All this happens despite the fact that Christians make up around 85% of Uganda’s population (there is a tiny minority of around 35,000 Orthodox Christians in that nation). The Order continues to pray for peace and safety for the Orthodox Christians and all Christians of Uganda.

For previous coverage of Christian persecution in Uganda, see here.

“Pastor, Two Christian Boys Killed in Islamist Attacks in Uganda,” Morning Star News, November 26, 2020:

NAIROBI, Kenya (Morning Star News) – Muslim relatives of a former sheikh in eastern Uganda who refused to renounce Christ killed his 6-year-old son on Monday (Nov. 23), two days after Islamists in the western part of the country killed a pastor and his 12-year-old son, sources said.

Following a two-hour meeting with Muslim relatives in Buseta Sub-County’s Kameme village, Kibuku District, former sheikh (Islamic teacher) Emmanuel Hamuzah refused their demand to renounce Christ, the 38-year-old convert told Morning Star News.
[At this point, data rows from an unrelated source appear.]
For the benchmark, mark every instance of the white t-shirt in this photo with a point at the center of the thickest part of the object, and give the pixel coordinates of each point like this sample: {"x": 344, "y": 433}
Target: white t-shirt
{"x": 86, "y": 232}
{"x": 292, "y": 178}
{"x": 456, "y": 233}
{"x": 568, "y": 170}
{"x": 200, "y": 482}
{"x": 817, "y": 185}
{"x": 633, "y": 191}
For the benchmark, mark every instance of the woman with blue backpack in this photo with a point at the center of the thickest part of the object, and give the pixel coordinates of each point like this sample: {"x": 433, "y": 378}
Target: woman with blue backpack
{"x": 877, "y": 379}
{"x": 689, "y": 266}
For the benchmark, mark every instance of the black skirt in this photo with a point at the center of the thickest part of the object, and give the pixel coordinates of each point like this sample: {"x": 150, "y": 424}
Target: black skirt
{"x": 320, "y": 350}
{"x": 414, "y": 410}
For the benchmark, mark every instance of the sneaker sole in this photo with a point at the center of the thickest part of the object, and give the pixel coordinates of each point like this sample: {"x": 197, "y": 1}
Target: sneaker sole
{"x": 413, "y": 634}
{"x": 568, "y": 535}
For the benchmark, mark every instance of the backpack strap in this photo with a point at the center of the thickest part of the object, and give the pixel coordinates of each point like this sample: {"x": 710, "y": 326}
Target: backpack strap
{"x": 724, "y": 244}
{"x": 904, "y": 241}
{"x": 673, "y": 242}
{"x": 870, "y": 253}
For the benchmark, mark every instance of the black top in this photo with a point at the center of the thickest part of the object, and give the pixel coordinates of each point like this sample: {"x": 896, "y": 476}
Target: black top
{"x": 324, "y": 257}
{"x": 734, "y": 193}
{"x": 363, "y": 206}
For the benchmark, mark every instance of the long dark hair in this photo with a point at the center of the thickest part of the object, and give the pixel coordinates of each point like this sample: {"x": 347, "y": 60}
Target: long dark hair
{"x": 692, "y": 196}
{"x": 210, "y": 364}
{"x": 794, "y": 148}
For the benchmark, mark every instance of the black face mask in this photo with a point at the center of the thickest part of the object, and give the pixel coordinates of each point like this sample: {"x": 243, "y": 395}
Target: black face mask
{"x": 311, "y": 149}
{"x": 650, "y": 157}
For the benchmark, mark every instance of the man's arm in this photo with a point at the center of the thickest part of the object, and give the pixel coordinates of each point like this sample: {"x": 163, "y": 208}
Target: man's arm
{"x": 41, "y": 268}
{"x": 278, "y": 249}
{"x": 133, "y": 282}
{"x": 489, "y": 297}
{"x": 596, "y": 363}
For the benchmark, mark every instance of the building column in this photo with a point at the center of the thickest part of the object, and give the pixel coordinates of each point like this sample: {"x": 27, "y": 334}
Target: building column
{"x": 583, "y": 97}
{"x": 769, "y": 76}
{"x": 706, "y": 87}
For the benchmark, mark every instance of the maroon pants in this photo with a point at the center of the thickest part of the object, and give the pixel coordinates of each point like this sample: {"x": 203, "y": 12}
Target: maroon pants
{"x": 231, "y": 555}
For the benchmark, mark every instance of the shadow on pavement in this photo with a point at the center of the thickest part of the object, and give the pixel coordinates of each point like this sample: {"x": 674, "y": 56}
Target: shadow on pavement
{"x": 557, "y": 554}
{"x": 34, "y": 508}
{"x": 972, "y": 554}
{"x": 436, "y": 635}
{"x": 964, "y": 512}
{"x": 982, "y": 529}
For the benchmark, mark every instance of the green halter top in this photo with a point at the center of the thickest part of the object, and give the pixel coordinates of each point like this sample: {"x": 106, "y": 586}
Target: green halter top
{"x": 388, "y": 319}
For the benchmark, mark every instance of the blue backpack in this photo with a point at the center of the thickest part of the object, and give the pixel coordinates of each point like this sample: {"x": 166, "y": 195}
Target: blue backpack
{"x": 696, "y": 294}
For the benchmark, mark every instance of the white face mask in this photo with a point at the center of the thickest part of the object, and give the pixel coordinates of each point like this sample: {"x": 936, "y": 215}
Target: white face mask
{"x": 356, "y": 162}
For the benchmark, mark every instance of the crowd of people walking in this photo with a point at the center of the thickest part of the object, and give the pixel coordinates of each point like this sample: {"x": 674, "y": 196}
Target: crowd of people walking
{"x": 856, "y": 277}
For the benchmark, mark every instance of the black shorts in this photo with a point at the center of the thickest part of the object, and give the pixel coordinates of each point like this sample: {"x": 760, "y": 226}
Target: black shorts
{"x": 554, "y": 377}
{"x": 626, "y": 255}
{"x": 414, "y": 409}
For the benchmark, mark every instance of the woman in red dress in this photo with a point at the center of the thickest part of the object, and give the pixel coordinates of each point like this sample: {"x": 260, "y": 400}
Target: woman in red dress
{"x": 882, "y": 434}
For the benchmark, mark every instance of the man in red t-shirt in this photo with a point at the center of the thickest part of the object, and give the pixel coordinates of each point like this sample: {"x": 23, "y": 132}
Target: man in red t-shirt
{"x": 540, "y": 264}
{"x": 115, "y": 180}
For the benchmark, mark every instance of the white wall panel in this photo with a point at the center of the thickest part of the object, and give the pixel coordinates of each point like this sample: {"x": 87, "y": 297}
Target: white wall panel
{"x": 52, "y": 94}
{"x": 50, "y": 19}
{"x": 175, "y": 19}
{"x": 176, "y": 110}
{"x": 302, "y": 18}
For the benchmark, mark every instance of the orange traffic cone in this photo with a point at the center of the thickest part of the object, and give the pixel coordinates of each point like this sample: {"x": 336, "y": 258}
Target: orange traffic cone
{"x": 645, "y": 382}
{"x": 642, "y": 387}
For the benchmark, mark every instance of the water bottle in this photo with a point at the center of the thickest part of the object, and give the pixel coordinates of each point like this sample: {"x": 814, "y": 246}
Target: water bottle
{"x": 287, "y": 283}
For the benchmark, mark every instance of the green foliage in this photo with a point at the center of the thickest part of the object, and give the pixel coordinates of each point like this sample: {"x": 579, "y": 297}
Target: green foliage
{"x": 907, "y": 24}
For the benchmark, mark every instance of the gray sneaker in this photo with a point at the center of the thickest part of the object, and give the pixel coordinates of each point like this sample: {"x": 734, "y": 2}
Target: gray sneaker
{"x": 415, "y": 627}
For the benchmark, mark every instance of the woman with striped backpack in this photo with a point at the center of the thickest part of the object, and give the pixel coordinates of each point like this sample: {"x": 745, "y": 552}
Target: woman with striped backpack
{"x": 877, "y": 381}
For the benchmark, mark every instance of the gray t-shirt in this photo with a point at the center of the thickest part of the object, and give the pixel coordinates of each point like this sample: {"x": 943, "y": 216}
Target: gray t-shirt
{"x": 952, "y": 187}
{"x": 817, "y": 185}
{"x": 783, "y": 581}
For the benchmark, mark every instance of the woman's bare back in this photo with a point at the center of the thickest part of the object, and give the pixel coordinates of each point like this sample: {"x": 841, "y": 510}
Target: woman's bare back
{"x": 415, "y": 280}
Shortly afterward his brothers, sisters and paternal uncle attacked him outside his house, he said.

His 6-year-old son, Ibrahim Mohammad, was outside with him when the five relatives approached at about 6:30 p.m., with one saying, “You should renounce this Christian faith, which is a disgrace to our family,” Hamuzah said.
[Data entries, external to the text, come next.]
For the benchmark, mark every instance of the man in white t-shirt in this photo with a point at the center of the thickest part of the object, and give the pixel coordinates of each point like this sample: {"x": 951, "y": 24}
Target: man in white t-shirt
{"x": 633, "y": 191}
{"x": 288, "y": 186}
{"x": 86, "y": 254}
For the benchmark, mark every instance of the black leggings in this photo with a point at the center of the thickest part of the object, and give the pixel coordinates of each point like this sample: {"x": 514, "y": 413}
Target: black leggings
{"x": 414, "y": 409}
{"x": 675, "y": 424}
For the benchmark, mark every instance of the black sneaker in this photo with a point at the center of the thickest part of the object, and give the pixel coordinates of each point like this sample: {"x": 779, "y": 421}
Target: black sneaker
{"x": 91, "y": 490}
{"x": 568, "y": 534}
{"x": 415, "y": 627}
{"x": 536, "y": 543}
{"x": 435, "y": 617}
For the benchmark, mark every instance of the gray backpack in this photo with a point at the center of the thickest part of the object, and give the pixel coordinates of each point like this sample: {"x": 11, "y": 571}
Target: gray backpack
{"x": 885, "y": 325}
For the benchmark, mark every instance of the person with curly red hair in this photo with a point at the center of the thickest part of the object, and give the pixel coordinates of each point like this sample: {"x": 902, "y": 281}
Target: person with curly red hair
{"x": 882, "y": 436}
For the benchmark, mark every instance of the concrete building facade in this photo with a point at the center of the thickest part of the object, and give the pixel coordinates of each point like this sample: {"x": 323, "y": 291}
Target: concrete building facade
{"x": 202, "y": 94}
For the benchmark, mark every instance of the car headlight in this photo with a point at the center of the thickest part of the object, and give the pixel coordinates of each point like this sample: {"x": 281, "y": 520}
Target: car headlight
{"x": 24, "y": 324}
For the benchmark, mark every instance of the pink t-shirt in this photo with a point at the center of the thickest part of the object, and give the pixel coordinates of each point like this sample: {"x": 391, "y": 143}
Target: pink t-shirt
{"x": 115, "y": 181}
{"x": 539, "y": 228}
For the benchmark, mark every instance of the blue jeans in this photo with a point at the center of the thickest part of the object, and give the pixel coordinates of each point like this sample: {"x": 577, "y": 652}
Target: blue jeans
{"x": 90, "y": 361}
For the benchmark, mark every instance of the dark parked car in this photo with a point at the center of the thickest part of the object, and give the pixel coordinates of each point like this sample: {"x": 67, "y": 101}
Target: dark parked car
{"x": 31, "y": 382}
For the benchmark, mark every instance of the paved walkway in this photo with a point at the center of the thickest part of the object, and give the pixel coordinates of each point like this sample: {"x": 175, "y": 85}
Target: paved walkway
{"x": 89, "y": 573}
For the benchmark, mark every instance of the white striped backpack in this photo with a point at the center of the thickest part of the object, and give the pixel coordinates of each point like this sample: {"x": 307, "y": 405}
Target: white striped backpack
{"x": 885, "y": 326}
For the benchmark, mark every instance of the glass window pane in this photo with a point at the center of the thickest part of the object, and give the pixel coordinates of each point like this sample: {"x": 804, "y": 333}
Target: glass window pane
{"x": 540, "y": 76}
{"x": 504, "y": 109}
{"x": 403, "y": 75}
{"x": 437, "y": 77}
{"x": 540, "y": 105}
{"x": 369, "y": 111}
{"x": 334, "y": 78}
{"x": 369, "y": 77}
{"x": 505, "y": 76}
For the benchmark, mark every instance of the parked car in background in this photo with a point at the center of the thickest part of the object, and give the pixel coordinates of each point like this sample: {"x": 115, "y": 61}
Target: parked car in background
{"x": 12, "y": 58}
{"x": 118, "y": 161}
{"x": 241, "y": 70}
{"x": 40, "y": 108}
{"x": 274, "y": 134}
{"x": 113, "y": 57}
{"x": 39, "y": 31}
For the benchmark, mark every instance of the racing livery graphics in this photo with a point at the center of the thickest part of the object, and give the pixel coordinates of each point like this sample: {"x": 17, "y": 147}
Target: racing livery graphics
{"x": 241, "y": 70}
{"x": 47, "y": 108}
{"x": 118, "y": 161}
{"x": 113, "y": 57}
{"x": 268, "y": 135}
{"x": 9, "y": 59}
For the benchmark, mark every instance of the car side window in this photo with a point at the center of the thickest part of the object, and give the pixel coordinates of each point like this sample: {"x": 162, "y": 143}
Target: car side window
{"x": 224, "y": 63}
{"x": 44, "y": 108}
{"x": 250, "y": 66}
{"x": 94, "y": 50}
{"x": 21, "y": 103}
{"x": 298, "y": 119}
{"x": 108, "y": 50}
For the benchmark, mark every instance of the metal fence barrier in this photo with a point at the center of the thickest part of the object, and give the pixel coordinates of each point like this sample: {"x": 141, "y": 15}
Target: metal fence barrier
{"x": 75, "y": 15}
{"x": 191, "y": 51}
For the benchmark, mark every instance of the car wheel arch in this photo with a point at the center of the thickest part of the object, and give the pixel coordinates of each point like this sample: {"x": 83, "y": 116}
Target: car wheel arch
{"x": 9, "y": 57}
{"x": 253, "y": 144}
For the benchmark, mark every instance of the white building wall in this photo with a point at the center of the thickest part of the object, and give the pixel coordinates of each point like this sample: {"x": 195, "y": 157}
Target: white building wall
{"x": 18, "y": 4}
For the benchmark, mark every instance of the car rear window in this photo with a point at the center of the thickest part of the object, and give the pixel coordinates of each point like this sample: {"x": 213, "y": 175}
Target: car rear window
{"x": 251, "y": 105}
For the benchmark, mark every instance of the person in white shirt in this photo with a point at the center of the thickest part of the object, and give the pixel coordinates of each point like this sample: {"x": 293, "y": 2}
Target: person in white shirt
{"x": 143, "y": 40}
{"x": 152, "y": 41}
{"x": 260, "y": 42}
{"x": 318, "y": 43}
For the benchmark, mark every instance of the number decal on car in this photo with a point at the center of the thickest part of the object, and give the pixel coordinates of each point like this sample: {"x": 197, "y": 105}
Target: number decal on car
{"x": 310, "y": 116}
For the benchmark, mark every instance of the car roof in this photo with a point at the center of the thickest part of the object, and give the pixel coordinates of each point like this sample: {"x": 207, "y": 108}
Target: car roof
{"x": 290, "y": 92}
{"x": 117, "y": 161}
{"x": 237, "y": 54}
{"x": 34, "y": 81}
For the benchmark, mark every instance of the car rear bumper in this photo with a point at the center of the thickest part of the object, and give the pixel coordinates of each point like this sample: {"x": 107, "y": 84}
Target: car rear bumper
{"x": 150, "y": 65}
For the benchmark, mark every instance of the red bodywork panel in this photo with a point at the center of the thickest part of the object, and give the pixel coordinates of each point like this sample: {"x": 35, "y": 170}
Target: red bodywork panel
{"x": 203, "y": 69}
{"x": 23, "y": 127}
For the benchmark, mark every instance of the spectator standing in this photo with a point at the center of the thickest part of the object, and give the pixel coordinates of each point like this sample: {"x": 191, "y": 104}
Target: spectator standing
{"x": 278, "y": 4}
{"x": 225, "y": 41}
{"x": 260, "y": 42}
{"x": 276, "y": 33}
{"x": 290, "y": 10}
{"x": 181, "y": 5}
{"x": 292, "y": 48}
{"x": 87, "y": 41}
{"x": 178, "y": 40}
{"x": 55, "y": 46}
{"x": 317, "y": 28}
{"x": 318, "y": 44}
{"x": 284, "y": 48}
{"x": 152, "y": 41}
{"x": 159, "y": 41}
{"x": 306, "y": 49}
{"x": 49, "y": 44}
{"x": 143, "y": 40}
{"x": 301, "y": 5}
“I refused to yield to their demand, and they started fighting me with kicks and blows,” Hamuzah told Morning Star News. “I tried to defend myself while the other attackers were stepping on my child’s neck, suffocating him.”

The assailants fled when neighbors rushed toward the commotion, and his son died before he could obtain medical help, he said. The family has not reported the assault to police out of fear of further violence by the assailants.

Hamuzah, who with his wife has three other children ages 10, 8 and 4, put his faith in Christ two years ago.

Pastor and Son Slain

Near Uganda’s western-most point, pastor Wilson Niwamanya was on his way home to Kabale with his 12-year-old son after delivering Christian literature along the border with the Democratic Republic of Congo when radical Muslims stopped them near Kisoro on Saturday evening (Nov. 21), sources said.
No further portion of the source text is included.